Я боялась обращаться к психиатру. Начиталась отзывов в интернете про разных врачей, и только потом я догадалась, что вообще-то когда человеку помогли препараты и все хорошо, мало кто оставит отзыв. Обычно оставляют только после неудачных случаев. Отзывы меня напугали, я начала бояться таблеток, заговора фармацевтов.

В какой-то день я проснулась и стала довольно рационально размышлять о том, как именно я покончу с собой. Я сделаю вот это, а потом вот это, надо еще что-то мужу сказать. А я вообще-то очень жизнелюбивый человек. И тут я поняла, что все-таки надо что-то делать.
Мне выписали таблетки. Я сидела как в «Матрице» перед этой первой таблеткой, в жуткой тревоге. Только я ее выпила — и у меня сразу началась паническая атака.

Но постепенно всё стало налаживаться. Я помню, как проснулась и впервые за несколько месяцев захотела убрать дома. Я включила Petshop Boys, взяла тряпку и начала убирать квартиру. И это было просто великолепно. Позднее я смогла выйти в продуктовый магазин. Там стоял какой-то невероятный запах.
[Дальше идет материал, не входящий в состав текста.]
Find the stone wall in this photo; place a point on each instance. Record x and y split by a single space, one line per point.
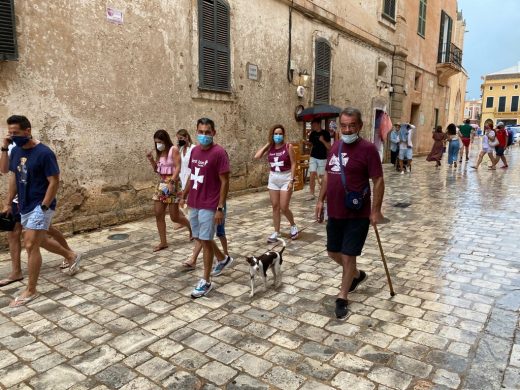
96 91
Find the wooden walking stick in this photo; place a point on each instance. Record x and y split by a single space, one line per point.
392 293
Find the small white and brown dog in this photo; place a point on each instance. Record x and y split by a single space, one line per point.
260 265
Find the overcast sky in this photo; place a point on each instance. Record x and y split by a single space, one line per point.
492 42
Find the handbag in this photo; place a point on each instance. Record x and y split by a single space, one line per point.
353 200
7 222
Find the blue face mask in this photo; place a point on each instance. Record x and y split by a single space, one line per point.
349 138
205 140
278 138
20 140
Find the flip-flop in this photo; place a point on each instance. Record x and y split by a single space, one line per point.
22 301
159 248
7 282
74 268
188 265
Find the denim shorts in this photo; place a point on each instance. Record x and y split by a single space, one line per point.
405 153
37 219
317 165
221 229
202 223
16 212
У меня возникло чувство, как будто я долгое время провела в заточении. Звучит музыка, какая-то женщина спрашивает, пробовала ли я эти апельсины. Я купила продукты и была очень счастлива. Я расплакалась. Но не от таблеток, а от того, что снова могу выходить из дома. Каждый раз, когда мне плохо, я вспоминаю этот момент.

Я учусь справляться с паническими атаками, мне помогает экспозиционная терапия. Состояние паники я не гашу, я просто иду. Страшно, очень плохо, но мы это уже проходили — паника имеет свойство заканчиваться. Эта мысль мне помогает.

Сейчас мне 26 лет, и я научилась жить со своими диагнозами. И не только жить, но и работать с ними. Я участвовала в группе «Психоактивно», которая борется за дестигматизацию психических заболеваний. Создала группу поддержки «Анонимные тревожно-депрессивные». Делаю медиапроекты и пишу разные статьи. Я стараюсь свой опыт перенести в создание чего-то.

Я горжусь проектом «Ближе, чем кажется» — это первый масштабный фото- и текстовый проект для СМИ, и он породил огромное количество комментариев. В нем 11 человек с особенностями психики рассказали мне, что они чувствуют, как к их болезни относятся окружающие и что помогает им справляться. Я создала этот проект, чтобы люди с расстройствами могли отправить ссылку своим родным и сказать: «Я такой же, как эти ребята, не повторяйте ошибок их близких, примите меня таким, какой я есть». Чтобы люди с проблемами не боялись лечиться, потому что хорошие специалисты тоже есть — каждый участник этого проекта такого нашел.